PZ: Was sind die Schwerpunkte Ihrer täglichen Arbeit?

Zunächst eine positive Grundstimmung erzeugen. Wir müssen an die Köpfe ran. Wir müssen auf der einen Seite demütig sein – auf der anderen aber auch mutig. Ich habe total Bock auf diese Arbeit und ich sehe: Die Jungs wollen. Die haben auch total Bock. Es war ein gutes Gefühl vor der Mannschaft zu stehen. Man spürte. Da ist Wille da! Da war Bereitschaft da zuzuhören. Und dann die Vorgaben umzusetzen.

PZ: Kann man die Talfahrt des KSC diesen wenigen Trainingseinheiten überhaupt stoppen? Kann man da taktisch etwas erarbeiten?

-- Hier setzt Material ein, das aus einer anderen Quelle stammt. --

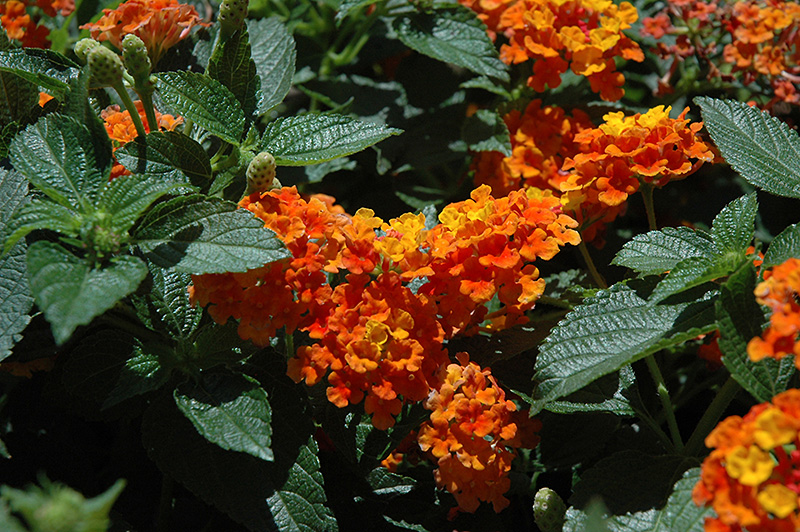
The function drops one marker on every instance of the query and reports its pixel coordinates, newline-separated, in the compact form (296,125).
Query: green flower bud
(548,510)
(105,67)
(261,174)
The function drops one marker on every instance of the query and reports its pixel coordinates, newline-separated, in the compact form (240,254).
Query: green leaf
(486,131)
(273,51)
(167,155)
(230,410)
(70,292)
(310,139)
(196,234)
(205,101)
(680,513)
(614,328)
(46,68)
(232,65)
(734,227)
(783,247)
(740,319)
(760,147)
(56,154)
(451,34)
(659,251)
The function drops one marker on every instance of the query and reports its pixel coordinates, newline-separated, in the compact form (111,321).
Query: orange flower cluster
(752,476)
(779,291)
(472,433)
(582,35)
(121,130)
(161,24)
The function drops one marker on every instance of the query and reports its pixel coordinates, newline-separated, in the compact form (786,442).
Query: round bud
(105,67)
(548,510)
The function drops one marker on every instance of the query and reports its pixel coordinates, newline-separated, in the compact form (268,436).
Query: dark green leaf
(167,155)
(56,154)
(196,234)
(49,69)
(610,330)
(70,292)
(783,247)
(232,65)
(659,251)
(310,139)
(205,101)
(762,148)
(454,35)
(229,410)
(740,319)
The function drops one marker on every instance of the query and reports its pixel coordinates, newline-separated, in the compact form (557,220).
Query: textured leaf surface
(760,147)
(229,410)
(273,51)
(205,101)
(658,251)
(453,35)
(56,154)
(195,234)
(310,139)
(70,292)
(612,329)
(740,319)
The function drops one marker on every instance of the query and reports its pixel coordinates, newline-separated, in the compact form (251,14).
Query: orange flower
(159,23)
(752,476)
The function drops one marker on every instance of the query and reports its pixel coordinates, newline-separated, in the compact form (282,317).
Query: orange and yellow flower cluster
(161,24)
(752,477)
(582,35)
(779,291)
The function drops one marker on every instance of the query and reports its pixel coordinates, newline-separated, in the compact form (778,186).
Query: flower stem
(598,278)
(714,411)
(666,403)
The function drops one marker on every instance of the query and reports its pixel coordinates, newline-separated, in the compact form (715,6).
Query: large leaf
(56,154)
(659,251)
(452,34)
(310,139)
(167,155)
(612,329)
(205,101)
(49,69)
(70,292)
(232,65)
(196,234)
(230,410)
(762,148)
(740,319)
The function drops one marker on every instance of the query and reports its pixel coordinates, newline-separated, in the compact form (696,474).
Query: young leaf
(70,292)
(205,101)
(310,139)
(783,247)
(740,319)
(452,34)
(230,410)
(196,234)
(659,251)
(612,329)
(168,156)
(232,65)
(760,147)
(56,154)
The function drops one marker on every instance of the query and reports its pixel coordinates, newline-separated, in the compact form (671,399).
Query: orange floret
(752,476)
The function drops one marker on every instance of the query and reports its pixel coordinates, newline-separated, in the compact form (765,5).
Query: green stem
(587,258)
(647,195)
(131,107)
(666,403)
(714,411)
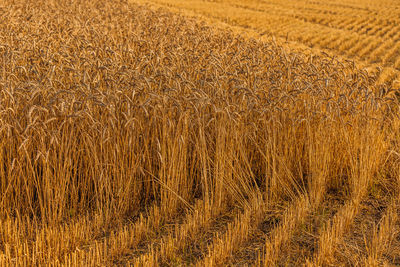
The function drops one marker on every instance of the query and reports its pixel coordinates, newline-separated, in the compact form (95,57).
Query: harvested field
(133,135)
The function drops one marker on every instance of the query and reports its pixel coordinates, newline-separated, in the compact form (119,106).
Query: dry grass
(135,136)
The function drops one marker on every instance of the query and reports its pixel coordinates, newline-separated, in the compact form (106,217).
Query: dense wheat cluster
(362,30)
(130,135)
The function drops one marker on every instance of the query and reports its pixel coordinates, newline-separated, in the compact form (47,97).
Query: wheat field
(134,135)
(364,31)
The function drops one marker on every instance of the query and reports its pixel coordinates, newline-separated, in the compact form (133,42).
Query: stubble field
(133,135)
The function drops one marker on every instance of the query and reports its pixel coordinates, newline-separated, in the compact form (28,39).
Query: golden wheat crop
(135,136)
(363,30)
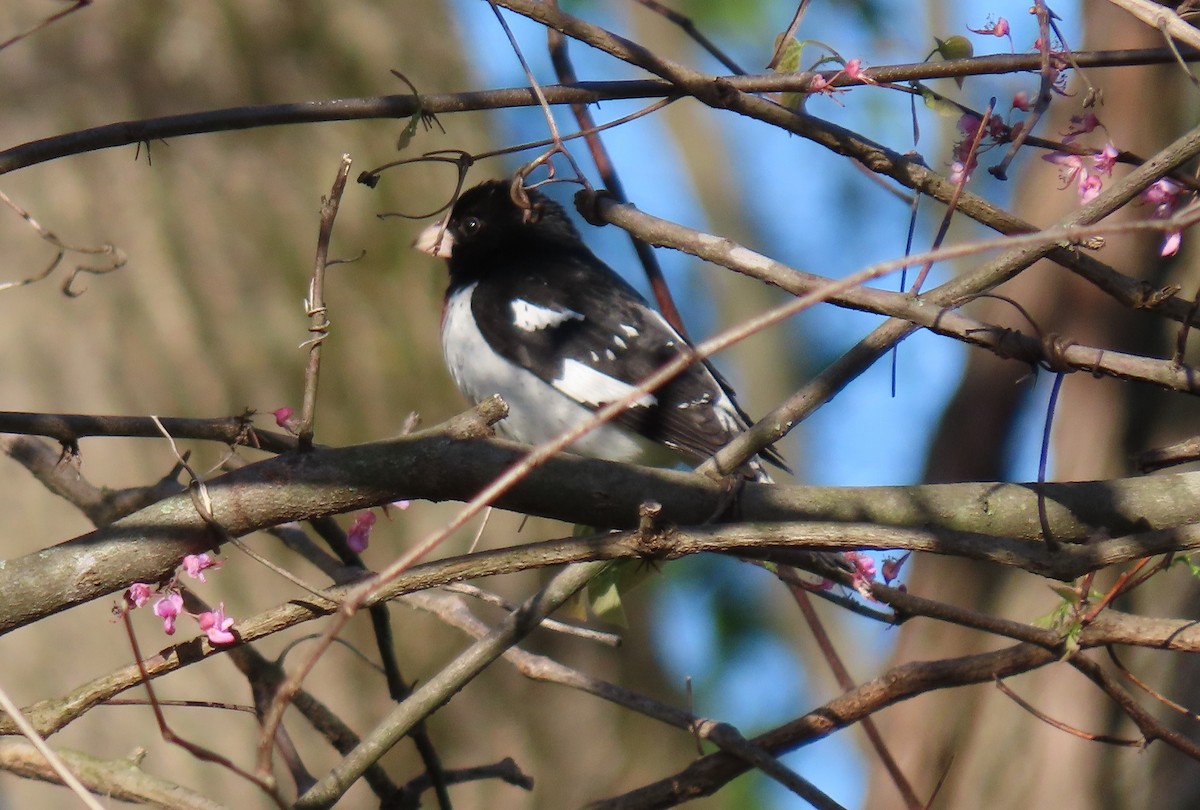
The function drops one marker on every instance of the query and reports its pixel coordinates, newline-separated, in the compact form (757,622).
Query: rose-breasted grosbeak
(532,315)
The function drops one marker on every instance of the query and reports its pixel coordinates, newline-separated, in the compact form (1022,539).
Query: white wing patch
(532,318)
(594,388)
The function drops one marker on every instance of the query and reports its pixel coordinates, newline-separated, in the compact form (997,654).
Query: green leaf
(790,58)
(954,47)
(939,103)
(606,588)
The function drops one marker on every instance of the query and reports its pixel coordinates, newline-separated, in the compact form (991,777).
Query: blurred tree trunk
(994,754)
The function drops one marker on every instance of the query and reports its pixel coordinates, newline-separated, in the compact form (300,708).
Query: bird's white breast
(537,411)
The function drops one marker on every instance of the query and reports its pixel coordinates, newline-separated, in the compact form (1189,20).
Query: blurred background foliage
(207,317)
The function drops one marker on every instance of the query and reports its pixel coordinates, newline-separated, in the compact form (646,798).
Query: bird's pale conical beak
(435,240)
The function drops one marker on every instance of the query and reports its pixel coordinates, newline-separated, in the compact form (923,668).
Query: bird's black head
(487,223)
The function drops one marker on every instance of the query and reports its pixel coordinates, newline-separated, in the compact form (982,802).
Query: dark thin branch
(126,133)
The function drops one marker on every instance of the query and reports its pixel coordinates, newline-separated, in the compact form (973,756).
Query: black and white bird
(532,315)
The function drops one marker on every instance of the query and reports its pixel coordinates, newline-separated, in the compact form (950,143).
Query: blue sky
(820,215)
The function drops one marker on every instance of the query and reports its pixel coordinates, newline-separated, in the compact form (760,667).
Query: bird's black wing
(567,317)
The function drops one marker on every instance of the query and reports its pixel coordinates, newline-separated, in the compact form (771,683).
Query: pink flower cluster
(1164,196)
(169,606)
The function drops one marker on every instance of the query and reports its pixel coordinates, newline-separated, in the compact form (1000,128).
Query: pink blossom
(168,609)
(960,172)
(1171,244)
(360,532)
(864,571)
(969,124)
(892,567)
(283,418)
(138,594)
(1089,187)
(195,564)
(995,28)
(1105,160)
(216,625)
(853,69)
(1069,166)
(1164,196)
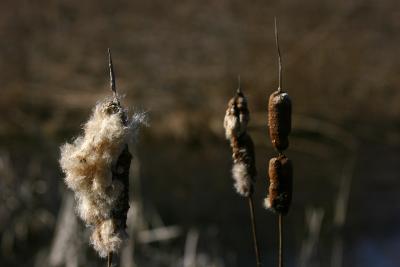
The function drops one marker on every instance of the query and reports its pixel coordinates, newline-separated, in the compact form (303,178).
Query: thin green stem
(109,259)
(280,226)
(254,229)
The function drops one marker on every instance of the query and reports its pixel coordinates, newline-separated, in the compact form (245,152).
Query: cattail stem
(280,253)
(109,259)
(254,229)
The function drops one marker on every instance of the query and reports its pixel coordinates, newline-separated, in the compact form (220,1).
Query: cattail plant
(280,167)
(237,117)
(96,167)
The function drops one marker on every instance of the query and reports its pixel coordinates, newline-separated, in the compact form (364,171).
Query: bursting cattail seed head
(279,119)
(236,119)
(281,182)
(243,169)
(96,167)
(237,116)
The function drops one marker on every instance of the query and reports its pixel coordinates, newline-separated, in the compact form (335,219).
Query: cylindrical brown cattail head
(280,188)
(279,119)
(237,116)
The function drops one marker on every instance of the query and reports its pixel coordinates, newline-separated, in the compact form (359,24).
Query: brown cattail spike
(280,188)
(279,110)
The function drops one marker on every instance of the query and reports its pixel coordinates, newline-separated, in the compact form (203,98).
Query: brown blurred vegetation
(180,61)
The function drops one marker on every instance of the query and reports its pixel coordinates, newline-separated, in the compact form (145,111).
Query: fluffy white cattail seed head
(90,165)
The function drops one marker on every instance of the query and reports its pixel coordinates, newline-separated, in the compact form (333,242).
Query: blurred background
(180,62)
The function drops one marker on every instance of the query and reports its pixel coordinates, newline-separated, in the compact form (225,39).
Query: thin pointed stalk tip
(112,74)
(279,56)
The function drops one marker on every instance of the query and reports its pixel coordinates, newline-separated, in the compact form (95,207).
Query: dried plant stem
(254,229)
(109,259)
(280,252)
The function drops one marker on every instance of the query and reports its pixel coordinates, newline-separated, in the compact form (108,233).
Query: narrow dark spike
(279,57)
(112,75)
(238,90)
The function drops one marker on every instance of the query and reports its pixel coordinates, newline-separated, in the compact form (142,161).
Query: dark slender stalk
(109,259)
(279,57)
(113,83)
(254,228)
(280,221)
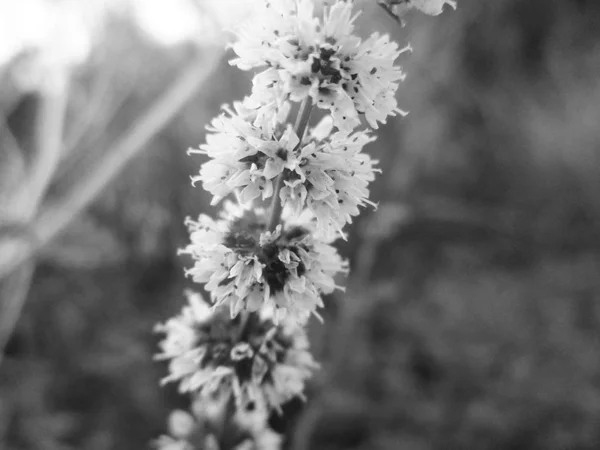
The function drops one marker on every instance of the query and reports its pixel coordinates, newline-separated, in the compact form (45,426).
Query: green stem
(299,128)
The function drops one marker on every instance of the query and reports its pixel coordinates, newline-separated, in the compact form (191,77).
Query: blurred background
(472,319)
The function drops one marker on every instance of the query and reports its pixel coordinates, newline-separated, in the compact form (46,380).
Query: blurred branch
(27,196)
(54,219)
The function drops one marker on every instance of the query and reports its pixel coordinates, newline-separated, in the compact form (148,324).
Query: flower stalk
(300,129)
(245,353)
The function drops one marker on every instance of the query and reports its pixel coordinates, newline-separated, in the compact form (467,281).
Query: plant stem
(299,128)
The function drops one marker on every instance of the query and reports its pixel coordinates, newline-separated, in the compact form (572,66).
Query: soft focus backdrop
(472,318)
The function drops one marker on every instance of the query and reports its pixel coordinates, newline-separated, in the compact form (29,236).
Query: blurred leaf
(85,244)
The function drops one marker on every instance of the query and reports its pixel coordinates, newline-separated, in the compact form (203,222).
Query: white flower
(330,178)
(327,174)
(247,152)
(261,363)
(321,57)
(246,267)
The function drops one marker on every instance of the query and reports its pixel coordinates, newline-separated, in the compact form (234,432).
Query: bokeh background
(472,318)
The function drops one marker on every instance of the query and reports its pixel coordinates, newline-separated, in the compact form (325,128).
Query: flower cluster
(305,56)
(193,432)
(247,267)
(260,363)
(327,173)
(267,269)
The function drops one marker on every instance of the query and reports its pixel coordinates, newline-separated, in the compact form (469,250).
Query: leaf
(85,244)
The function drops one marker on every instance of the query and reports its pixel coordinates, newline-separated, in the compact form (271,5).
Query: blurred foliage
(476,300)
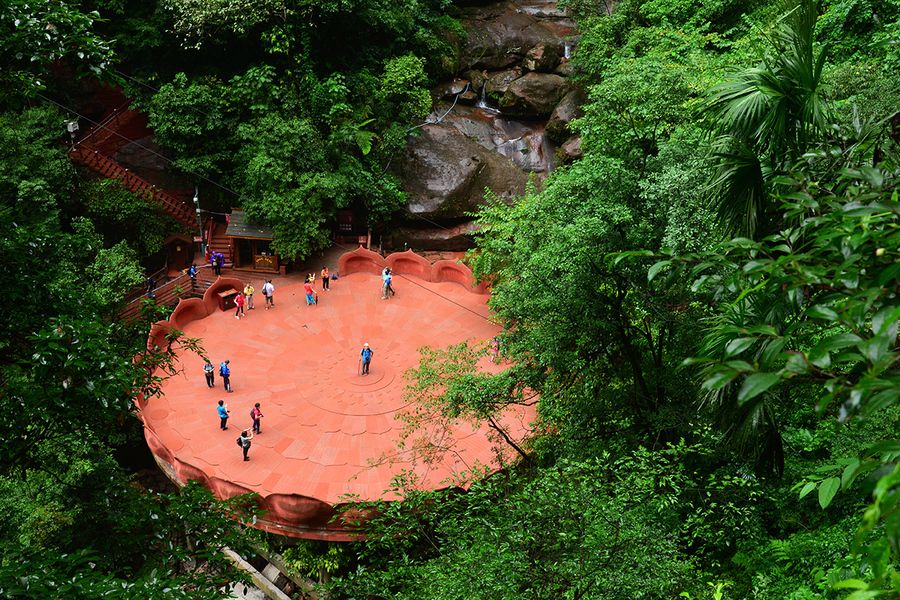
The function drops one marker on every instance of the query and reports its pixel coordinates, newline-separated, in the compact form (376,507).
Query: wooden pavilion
(252,245)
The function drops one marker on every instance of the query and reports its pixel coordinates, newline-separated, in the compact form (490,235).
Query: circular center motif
(352,392)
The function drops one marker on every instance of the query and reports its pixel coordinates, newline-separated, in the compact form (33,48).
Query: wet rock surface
(497,122)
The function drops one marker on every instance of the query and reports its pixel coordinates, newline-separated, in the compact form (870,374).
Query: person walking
(248,293)
(223,415)
(388,280)
(244,442)
(269,293)
(209,370)
(366,354)
(225,372)
(256,415)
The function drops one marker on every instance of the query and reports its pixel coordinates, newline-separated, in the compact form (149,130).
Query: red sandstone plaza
(328,432)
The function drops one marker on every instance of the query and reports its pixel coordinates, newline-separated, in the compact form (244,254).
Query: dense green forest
(706,303)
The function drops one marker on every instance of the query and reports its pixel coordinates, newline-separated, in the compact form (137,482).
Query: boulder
(565,68)
(476,79)
(444,173)
(533,95)
(495,42)
(571,149)
(544,57)
(454,239)
(498,83)
(568,109)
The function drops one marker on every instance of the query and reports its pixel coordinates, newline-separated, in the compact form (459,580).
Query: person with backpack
(248,293)
(209,371)
(307,288)
(366,354)
(244,442)
(225,373)
(256,415)
(223,415)
(239,303)
(269,293)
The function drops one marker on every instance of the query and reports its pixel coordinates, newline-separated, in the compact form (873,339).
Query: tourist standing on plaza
(239,303)
(388,281)
(366,354)
(495,350)
(256,415)
(248,292)
(209,370)
(269,293)
(244,442)
(223,415)
(225,372)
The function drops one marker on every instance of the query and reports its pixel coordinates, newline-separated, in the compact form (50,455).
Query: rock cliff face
(503,119)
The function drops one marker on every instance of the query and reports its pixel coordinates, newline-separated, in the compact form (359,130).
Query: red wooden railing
(96,161)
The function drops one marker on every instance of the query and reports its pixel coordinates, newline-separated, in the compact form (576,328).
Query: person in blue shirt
(223,415)
(225,372)
(366,354)
(209,371)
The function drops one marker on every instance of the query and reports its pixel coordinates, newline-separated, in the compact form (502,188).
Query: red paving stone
(327,431)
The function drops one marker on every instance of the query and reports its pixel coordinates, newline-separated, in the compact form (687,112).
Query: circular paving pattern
(328,432)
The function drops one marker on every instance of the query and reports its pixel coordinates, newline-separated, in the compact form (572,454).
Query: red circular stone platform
(328,433)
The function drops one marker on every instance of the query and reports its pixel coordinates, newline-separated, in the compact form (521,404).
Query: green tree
(596,529)
(765,118)
(580,328)
(34,35)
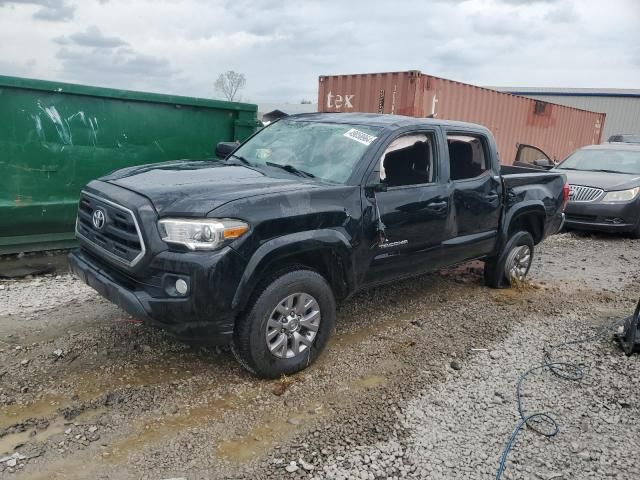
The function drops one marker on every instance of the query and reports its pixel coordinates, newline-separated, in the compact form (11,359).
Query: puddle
(46,407)
(262,437)
(91,385)
(12,441)
(171,425)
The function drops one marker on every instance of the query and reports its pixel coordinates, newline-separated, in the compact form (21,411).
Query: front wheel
(287,326)
(511,267)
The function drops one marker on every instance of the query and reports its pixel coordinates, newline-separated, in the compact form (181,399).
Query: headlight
(621,195)
(201,234)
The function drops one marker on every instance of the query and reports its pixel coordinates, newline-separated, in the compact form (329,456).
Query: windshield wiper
(242,159)
(607,171)
(291,169)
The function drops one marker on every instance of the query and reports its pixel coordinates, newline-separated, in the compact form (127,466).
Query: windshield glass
(327,151)
(620,161)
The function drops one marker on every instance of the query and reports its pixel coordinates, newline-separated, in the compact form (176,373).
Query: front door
(414,210)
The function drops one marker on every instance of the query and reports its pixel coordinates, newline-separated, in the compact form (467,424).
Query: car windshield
(607,160)
(327,151)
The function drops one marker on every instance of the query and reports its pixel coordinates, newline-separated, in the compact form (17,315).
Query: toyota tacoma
(255,249)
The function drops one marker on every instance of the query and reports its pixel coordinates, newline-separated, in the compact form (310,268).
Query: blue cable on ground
(536,421)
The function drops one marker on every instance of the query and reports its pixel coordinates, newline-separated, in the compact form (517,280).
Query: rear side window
(467,156)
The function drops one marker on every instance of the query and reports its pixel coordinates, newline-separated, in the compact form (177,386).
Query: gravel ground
(418,381)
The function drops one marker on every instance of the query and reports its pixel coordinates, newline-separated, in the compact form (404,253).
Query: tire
(278,310)
(517,253)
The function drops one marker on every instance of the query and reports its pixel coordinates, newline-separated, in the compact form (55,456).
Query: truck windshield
(327,151)
(608,160)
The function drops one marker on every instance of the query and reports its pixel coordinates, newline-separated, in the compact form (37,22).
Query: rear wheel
(512,265)
(287,326)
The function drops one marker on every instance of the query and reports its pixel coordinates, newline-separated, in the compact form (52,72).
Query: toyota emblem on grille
(99,218)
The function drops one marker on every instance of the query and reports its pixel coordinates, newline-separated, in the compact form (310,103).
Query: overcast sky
(282,46)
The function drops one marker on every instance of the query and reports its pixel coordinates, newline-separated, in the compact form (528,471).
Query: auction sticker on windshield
(360,137)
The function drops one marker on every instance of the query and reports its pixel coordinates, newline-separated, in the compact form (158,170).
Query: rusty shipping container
(555,129)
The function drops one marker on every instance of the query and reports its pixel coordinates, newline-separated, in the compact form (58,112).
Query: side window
(409,160)
(530,156)
(466,156)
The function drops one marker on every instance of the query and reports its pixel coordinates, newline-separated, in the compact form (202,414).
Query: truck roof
(381,120)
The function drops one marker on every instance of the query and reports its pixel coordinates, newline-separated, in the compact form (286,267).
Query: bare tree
(229,83)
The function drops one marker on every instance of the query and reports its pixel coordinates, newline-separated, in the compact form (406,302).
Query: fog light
(181,287)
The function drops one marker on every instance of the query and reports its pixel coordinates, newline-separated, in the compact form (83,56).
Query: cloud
(91,37)
(282,47)
(50,10)
(122,68)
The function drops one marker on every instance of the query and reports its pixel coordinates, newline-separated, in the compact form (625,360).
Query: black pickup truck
(256,249)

Natürlich werde ich eine taktische Marschroute vorgeben und die werden wir in jeder Einheit erarbeiten. Die Jungs haben alle taktischen Varianten drauf, das ist nicht das Problem. Eines ist klar. Wir werden nicht Tikitaka spielen. Ich will, dass meine Handschrift reinkommt, ich will, dass wir die KSC-Tugenden wieder aktivieren.

PZ: Was erwarten Sie von den beiden Spielen?

Totale Hingabe von uns. Wir müssen Leidenschaft zeigen und müssen bereit sein zu leiden. Dann, wenn wir genug gelitten haben, in Form von Laufbereitschaft und Kampfbereitschaft, dann kommt irgendwann wieder der Erfolg, dann kommt das Glück zurück. Leidenschaft und Leidensfähigkeit sind Basics. Es muss jedem klar sein: Wir sind gegenüber den Fans, gegenüber dem Verein in einer Bringschuld. Es gilt jetzt: Liefern!

PZ: Wo besorgen Sie sich Infos über den Gegner Dynamo Dresden?

Ich habe schon am vergangenen Sonntag, sofort nach meiner Ernennung, Videos von Dresden analysiert. Zudem haben wir eine Scoutingabteilung, die mich informiert und Sportdirektor Oliver Kreuzer hat Dresden bei 1860 München am vergangenen Spieltag beobachtet. Wir werden gut vorbereitet sein. Aber: Im Endeffekt heißt es: elf Spieler gegen elf. Wir werden total auf uns schauen, an unsere Stärken glauben, uns nicht so sehr auf die Stärken des Gegners fokussieren.